Il faut dire que les clubs de l’élite semblent, bien malgré eux, être frappés de curieux trous mémoriels à l’heure d’évoquer la performance de leurs joueurs canables. Prenez ainsi le cas de Max-Alain Gradel. L’ailier stéphanois, dont l’arrivée dans le Forez a été notamment actée à la suite de ses performances avec les Eléphants, a eu le plaisir de découvrir un commentaire peu flatteur de son entraîneur quelques jours avant le début de la compétition : « Max s'est fait mal derrière une cuisse à la suite d'un sprint lors d'un entraînement, a rappelé l’air de rien le coach des Verts. Il s'est déplacé en Côte d'Ivoire sans les résultats des examens passés ici. J'ose espérer qu'il ne va pas aggraver sa blessure constatée il y a quelques jours. Il prend ses responsabilités, point. Je rappellerais  simplement à Max qu'il était revenu il y a deux ans avec une blessure à un genou qui était soi-disant "rien" mais pour laquelle une opération a été rendue nécessaire… »

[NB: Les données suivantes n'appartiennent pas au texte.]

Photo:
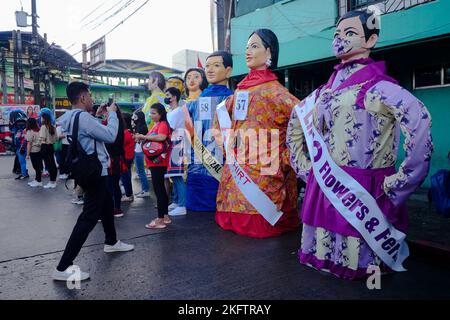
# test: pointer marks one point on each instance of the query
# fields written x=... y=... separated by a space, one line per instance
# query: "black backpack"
x=85 y=169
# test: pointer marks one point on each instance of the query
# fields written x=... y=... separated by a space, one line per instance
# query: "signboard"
x=62 y=103
x=27 y=83
x=31 y=111
x=29 y=99
x=97 y=53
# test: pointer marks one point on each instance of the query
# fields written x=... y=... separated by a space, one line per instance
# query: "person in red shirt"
x=129 y=145
x=160 y=133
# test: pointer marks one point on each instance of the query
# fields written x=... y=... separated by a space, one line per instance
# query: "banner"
x=349 y=198
x=5 y=110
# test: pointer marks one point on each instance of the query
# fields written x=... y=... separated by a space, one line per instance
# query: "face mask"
x=343 y=46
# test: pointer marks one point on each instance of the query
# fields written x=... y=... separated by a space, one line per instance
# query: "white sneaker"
x=119 y=247
x=65 y=276
x=127 y=199
x=35 y=184
x=179 y=211
x=143 y=194
x=78 y=201
x=50 y=185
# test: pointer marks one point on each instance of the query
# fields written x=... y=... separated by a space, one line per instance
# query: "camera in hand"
x=110 y=100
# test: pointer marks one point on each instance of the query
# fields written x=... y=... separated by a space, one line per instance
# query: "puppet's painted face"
x=216 y=73
x=194 y=81
x=175 y=83
x=256 y=54
x=350 y=39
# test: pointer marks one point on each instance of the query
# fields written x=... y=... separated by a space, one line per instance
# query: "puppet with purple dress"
x=358 y=116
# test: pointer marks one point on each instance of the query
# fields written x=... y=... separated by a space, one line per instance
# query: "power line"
x=102 y=14
x=118 y=25
x=126 y=5
x=123 y=21
x=92 y=12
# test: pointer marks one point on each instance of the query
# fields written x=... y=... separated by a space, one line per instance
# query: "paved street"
x=193 y=259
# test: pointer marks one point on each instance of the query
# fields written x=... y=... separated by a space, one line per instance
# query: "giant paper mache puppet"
x=257 y=195
x=205 y=168
x=354 y=217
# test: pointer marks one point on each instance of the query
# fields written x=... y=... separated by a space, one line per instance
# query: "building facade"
x=414 y=42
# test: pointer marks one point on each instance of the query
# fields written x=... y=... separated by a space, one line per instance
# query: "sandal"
x=154 y=225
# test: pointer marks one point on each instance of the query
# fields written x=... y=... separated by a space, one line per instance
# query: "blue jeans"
x=140 y=168
x=179 y=187
x=126 y=179
x=23 y=163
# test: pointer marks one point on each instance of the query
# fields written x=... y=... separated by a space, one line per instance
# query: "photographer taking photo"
x=92 y=136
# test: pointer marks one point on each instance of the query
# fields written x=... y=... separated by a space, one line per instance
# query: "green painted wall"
x=305 y=29
x=437 y=101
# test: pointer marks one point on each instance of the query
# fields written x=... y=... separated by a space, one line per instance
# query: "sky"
x=154 y=34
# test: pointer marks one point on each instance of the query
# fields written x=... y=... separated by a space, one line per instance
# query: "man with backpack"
x=88 y=152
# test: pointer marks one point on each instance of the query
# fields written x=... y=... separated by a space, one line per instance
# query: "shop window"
x=447 y=74
x=428 y=76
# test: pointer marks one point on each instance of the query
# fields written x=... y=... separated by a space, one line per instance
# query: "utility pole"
x=16 y=68
x=36 y=55
x=3 y=75
x=221 y=24
x=21 y=72
x=84 y=65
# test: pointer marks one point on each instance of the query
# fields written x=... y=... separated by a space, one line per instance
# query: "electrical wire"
x=116 y=4
x=118 y=25
x=126 y=5
x=93 y=11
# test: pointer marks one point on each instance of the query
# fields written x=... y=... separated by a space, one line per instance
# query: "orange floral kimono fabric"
x=270 y=107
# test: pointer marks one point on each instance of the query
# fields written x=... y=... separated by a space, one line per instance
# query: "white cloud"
x=154 y=34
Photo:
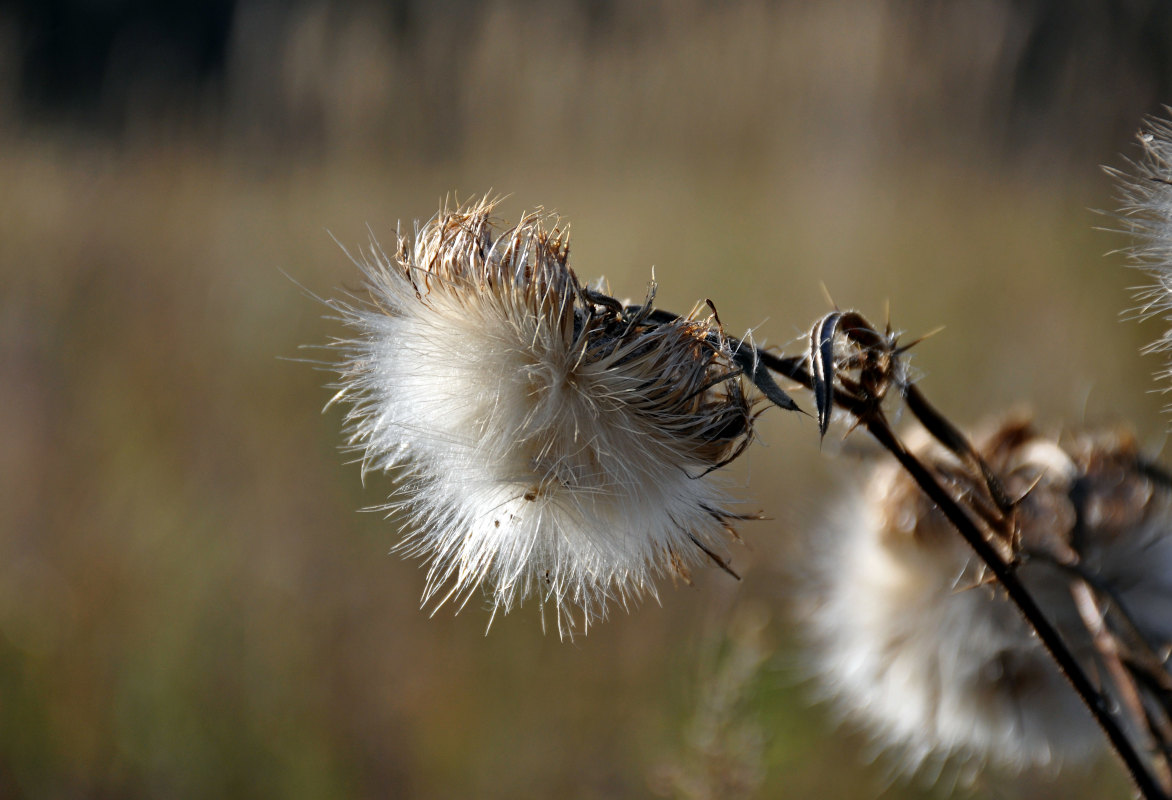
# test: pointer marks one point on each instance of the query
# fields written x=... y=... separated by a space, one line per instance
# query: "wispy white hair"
x=915 y=643
x=547 y=440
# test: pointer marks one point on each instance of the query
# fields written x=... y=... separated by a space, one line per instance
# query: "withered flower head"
x=547 y=439
x=918 y=642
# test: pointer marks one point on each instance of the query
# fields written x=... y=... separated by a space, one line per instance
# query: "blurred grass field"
x=191 y=603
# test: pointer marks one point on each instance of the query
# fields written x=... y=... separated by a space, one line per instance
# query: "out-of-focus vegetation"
x=191 y=606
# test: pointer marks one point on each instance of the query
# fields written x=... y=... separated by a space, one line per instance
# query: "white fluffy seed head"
x=914 y=643
x=547 y=440
x=1145 y=192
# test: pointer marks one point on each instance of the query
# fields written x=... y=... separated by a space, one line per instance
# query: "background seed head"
x=915 y=642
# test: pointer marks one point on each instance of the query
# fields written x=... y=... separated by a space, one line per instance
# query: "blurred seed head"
x=918 y=644
x=1145 y=191
x=547 y=440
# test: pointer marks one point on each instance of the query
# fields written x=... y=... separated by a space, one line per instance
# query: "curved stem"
x=878 y=426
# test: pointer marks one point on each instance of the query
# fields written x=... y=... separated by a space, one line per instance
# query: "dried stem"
x=876 y=362
x=866 y=408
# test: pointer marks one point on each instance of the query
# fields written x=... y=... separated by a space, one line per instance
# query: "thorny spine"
x=874 y=360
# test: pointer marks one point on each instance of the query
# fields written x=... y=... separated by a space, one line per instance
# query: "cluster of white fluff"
x=1146 y=213
x=918 y=644
x=547 y=440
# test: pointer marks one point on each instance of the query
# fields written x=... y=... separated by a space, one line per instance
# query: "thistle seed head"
x=1145 y=191
x=546 y=439
x=920 y=645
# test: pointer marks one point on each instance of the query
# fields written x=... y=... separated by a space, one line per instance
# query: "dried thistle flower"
x=919 y=645
x=547 y=439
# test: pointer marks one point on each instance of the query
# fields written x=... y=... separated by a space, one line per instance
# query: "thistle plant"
x=979 y=596
x=569 y=450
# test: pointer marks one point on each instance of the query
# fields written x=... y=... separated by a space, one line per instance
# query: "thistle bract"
x=546 y=439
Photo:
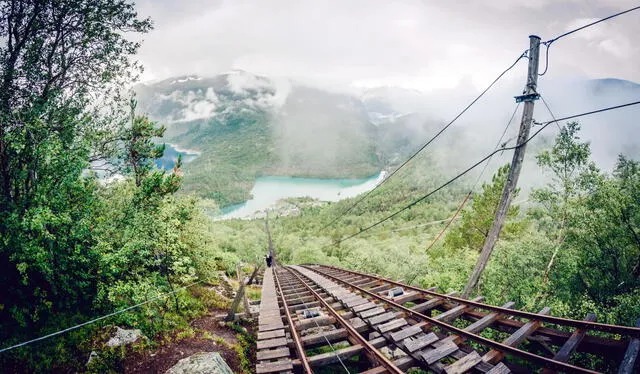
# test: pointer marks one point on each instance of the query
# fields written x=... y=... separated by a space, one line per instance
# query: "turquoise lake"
x=268 y=190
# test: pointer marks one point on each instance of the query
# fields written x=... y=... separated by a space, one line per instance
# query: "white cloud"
x=419 y=44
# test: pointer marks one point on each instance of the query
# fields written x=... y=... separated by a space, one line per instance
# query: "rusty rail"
x=294 y=334
x=613 y=329
x=379 y=357
x=544 y=361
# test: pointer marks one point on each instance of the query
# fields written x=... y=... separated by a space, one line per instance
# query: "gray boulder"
x=123 y=337
x=201 y=363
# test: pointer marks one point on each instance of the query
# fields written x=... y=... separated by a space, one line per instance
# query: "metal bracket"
x=529 y=97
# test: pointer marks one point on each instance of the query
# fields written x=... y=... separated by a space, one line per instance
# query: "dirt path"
x=210 y=336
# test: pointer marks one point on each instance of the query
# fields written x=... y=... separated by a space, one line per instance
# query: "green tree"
x=571 y=171
x=139 y=149
x=475 y=223
x=56 y=58
x=603 y=231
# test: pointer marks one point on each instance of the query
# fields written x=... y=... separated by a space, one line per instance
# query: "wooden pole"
x=239 y=297
x=514 y=171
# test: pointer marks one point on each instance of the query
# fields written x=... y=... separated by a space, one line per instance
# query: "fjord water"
x=268 y=190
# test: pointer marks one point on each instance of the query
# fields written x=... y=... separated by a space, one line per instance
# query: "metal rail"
x=614 y=329
x=379 y=357
x=296 y=338
x=544 y=361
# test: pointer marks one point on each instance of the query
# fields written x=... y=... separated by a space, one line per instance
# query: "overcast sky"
x=424 y=45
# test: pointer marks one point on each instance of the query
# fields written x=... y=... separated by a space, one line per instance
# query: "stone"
x=123 y=337
x=92 y=356
x=201 y=363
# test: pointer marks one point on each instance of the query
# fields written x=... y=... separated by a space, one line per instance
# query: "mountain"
x=244 y=126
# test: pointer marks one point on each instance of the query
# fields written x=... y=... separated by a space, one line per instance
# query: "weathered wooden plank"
x=372 y=312
x=363 y=307
x=320 y=337
x=414 y=344
x=464 y=364
x=573 y=342
x=382 y=318
x=381 y=288
x=629 y=362
x=487 y=320
x=438 y=353
x=409 y=296
x=392 y=325
x=499 y=369
x=455 y=312
x=270 y=354
x=407 y=332
x=271 y=334
x=274 y=367
x=516 y=338
x=271 y=343
x=264 y=328
x=358 y=324
x=314 y=322
x=332 y=357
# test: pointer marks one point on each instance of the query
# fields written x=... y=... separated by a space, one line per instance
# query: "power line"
x=544 y=125
x=343 y=213
x=98 y=319
x=548 y=43
x=550 y=112
x=466 y=198
x=589 y=25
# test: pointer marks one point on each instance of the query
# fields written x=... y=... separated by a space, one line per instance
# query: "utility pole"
x=530 y=95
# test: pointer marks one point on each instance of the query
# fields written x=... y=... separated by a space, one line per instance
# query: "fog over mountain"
x=248 y=125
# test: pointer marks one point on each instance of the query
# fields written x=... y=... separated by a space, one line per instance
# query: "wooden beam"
x=516 y=338
x=629 y=362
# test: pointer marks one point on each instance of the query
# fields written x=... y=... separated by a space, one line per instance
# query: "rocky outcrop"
x=124 y=337
x=201 y=363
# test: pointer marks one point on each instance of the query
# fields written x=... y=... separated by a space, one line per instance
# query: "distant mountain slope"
x=246 y=125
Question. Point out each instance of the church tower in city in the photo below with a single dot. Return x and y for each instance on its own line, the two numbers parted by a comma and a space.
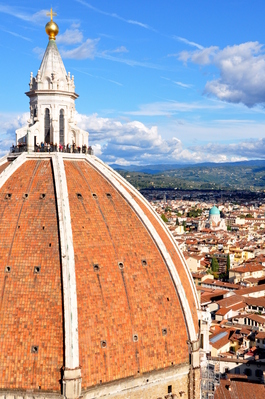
52, 101
97, 300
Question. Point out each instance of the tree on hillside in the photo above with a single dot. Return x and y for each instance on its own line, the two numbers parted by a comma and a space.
228, 263
214, 265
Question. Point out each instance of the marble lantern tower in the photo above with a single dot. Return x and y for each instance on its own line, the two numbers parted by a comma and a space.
52, 101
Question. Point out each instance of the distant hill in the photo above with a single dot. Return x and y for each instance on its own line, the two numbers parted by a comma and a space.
159, 168
246, 175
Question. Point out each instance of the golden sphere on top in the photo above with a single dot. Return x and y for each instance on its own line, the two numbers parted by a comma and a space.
52, 29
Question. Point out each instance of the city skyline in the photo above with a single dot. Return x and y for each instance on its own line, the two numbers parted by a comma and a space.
158, 83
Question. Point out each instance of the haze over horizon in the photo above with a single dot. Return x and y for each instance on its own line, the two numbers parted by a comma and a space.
159, 82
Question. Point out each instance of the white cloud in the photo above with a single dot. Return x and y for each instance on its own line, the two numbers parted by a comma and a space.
8, 124
167, 108
184, 85
201, 57
248, 149
84, 51
121, 49
186, 41
70, 36
135, 143
241, 67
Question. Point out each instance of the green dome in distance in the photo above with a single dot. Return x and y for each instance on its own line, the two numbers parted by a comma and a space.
214, 211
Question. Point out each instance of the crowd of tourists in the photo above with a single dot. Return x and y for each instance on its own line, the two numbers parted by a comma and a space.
50, 147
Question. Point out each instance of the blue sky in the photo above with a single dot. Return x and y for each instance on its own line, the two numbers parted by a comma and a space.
161, 81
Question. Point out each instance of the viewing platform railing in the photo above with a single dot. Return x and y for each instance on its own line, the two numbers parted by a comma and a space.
16, 150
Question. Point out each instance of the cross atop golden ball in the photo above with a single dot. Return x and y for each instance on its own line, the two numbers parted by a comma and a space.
51, 27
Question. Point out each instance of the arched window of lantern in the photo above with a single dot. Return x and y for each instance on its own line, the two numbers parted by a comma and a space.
47, 82
47, 126
61, 126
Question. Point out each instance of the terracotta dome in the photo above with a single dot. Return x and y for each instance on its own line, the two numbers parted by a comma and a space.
135, 299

Si les dirigeants français, à la différence de leurs homologues britanniques, n’usent que très ponctuellement d’intimidations et de menaces de punition prolongée à l’égard des joueurs participant à la CAN, ils font parfois preuve d’un dédain voire d’un mépris qui ne colle que très mal avec leur politique de recrutement. Bien évidemment, payer un joueur alors qu’il ne peut prétendre évoluer avec vous pour une durée minimum d’un mois tous les deux ans est un obstacle majeur. Pourtant, celui-ci ne freine pas les recruteurs à converger avec appétit vers le pays organisateur de la Coupe d’Afrique dans l’espoir d’attirer un ou deux nouveaux éléments.

Car voilà, comme le rappelait sans emphase Sagnol, le joueur africain est habituellement « pas cher, prêt au combat et puissant sur le terrain ». Quid dès lors de l’argument de la CAN ?  Quid aussi de l’exploration de filières étrangères encore sous exploitées (pays nordiques, pays d’Europe centrale, continent asiatique…) ? Quid, enfin et surtout, de l’incorporation d’éléments peu utilisés ou issus du centre de formation durant la durée du tournoi ? A Auxerre, du temps où Guy Roux officiait encore, une règle tacite visant à limiter le nombre de joueurs africains potentiellement sélectionnables au sein de son effectif avait été mise en place afin de ne pas voir ce dernier être décimé.

Récemmen, René Girard n’avait, lui, pas hésité à changer d’organisation et à offrir une place de titulaire à Stambouli et Cabella afin de pallier les absences de Saihi, Belhanda, El Kaoutari. Un choix qui n’avait pas empêché Montpellier de décrocher son unique titre de champion de France aux dépens du Paris Saint-Germain... Alors oui, le visage de la Ligue 1 au cours des mois de janvier et février (5 journées de L1, 2 tours de Coupe de France et 1 de Coupe de la Ligue) va subir un lifting important dont les nouveaux traits vont très certainement influer sur la course au titre ou sur celle consistant à éviter à la relégation. Mais il serait, en revanche, pour le moins maladroit d’en écrire l’histoire des conséquences à l’aune de la seule Coupe d’Afrique des Nations.